Clarke pulls herself up over the edge of the roof and her feet barely touch the ground before she feels a pair of lips on her own. She is already out of breath but the feeling of Lexa’s lips knocks the wind out of her and she gasps.

Lexa pulls back but she doesn’t pull away, keeping her hands firmly on Clarke’s waist, her lips inches from Clarke’s.

“I’m sorry.” She breathes.

“Don’t be.”

“I’ve wanted to do that longer than I care to admit.”

Clarke grins. “I bet I beat you on that front,” she says, and all she can think is, _she has no idea_.

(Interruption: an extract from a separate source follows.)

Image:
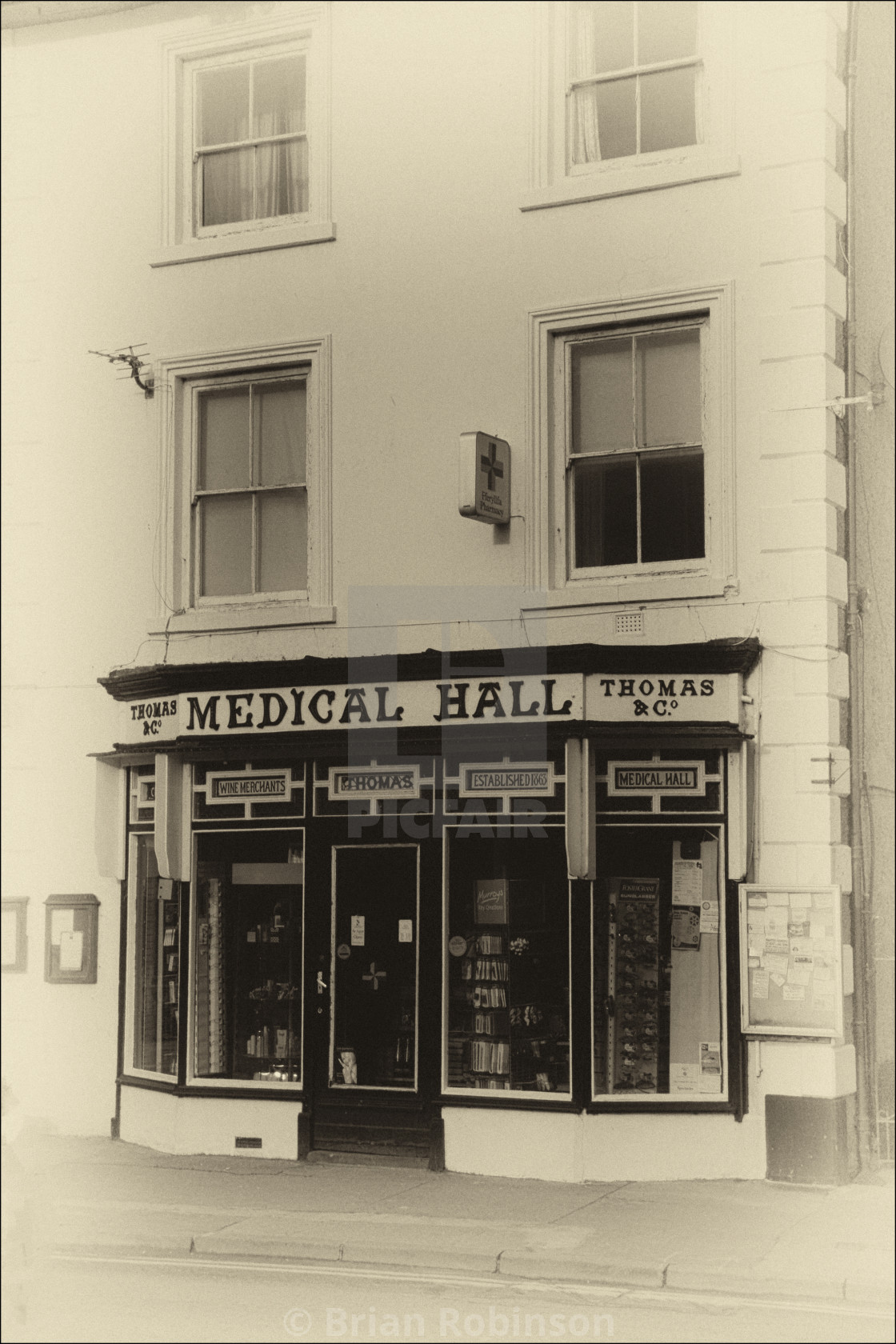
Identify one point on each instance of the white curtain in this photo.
(585, 138)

Clarke crashes their lips together again, clinging to Lexa like she’s the only thing keeping her on this earth.

 

They hop on Clarke’s motorcycle one day and head west because they can. Their routine goes like this: they drive for several hours until they find a house and clear it out, then spend a few nights in each. They’re aiming for the ocean, they think.

One night they are lying in a bed together. Lexa is lying on her stomach while Clarke traces shapes on her back. Lexa purses her lips and Clarke chuckles before leaning down to peck her lips.

“You know, sometimes I get the feeling that we’ve met before,” Lexa says, because she’s never felt so comfortable around someone so quickly before.

Clarke cracks a smile that meets her eyes. “Maybe…in another life.”